People in L.A. are so nice, and so open, I thought, driving on. You know, I could just slip back into my old life here. It would be so easy — the sunny days, the lulling sway of palm trees, the soothing glide of automobiles over cleanly paved streets. In a single day I could eat bibimbap in Koreatown then pick up mochi on Sawtelle then take a fitness class in Venice then watch the sunset in Santa Monica. In what other city could you do that? Sure a single hot yoga class cost $29 and a PB&J sandwich $200 at Erewhon and rent on the westside a million dollars each month, but maybe I could get a full time job for an overfunded tech startup again and make money until it went belly up —
It was a soothing fantasy, this California dream. For a while I really leaned in to it. I even began to wonder: Why had I left Los Angeles in the first place? Why was it I’d even wanted to leave?

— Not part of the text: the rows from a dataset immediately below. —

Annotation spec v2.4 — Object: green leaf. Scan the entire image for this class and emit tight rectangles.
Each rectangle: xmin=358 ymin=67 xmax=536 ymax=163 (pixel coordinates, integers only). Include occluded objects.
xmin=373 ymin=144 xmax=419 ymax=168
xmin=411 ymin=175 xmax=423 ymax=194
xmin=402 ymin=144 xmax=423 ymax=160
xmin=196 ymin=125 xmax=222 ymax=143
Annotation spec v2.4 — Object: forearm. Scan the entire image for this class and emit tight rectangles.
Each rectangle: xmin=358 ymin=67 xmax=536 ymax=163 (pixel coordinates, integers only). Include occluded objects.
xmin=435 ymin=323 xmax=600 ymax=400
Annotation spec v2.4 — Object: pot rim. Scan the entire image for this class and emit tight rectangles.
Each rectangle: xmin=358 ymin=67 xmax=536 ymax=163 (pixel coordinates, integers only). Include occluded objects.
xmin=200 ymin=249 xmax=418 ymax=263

Then traffic came to a standstill, and I remembered.
Love,
Siel
P.S. Would you like a copy of my novel-in-stories, Cake Time? Or maybe one of my poetry chapbooks? I’m getting rid of my L.A. storage space and everything in it — which means I’m giving away all extra copies of my books —
If you’d like one, heart this post then email me your snail mail address. Just to be super clear — email me your address (hit reply in your email program) versus leaving it a public comment on this post as the latter will make your address public to everyone on the internet.

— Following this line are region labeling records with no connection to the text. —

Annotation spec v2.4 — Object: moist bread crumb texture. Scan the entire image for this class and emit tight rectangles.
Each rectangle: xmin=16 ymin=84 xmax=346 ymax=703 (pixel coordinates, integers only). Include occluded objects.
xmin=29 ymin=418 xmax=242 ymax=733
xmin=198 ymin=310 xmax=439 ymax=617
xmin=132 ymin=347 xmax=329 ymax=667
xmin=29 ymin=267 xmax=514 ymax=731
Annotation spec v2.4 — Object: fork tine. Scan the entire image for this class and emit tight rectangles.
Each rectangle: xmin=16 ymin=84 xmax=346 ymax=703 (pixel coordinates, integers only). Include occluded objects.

First emailed, first served — while supplies last. U.S. only because international postage is expensive.
Three links you might love:
On Femcels. Mary Gaitskill takes on the topic of involuntary female celibates with her usual sharp and brutal insights. “I think they are looked at more askance than their male counterparts because of their appearance or personalities or whatever somebody might find to bitch about. Precisely because of the belief that any woman can get sex and one who fails to do so is a freak.”
On our serial femicide culture. Why are we so obsessed with men who kill a lot of women? Sarah Marshall explores our love of murderers and the culture they grow up in. “As far as I knew, the only route to the things I wanted or needed was through soothing and circumventing an angry man.”
On female silence and writerly success. A woman’s writing career starts picking up, so her boyfriend dumps her. “The more I share about our relationship and breakup, the more vindicated he will feel in his fears. But if I don’t write about it, he succeeds in forcing my silence.”
Dear Siel, I feel I have been living a parallel life to yours for the past year or more. I am also from LA (Redondo Beach & Palos Verdes actually). Last year I drove up the California coast to Seattle, then across northern states to Washington D.C. area, then to Southern France (Montpellier), to Greece (Athens, Pyrgos) about a week after you. Then to Barcelona and Copenhagen, Now just back to LA. I anxiously await your Love Notes to stimulate my brain and sooth my month. You often write about the same things I am thinking... it is uncanny. I met you in PV and got your Cake book and followed you ever since. I'm slowly writing a book about my mother.
Cheers, John Edwards
Los Angeles can be beautiful and I do miss it especially during winter but unfortunately for me, a owning nice house in the suburbs just wasn’t a possibility when I lived there. I’m also older and having less people around in a gigantic plus. But I’ll always look fondly at my time there. Everything was a blissful dream except for that one night.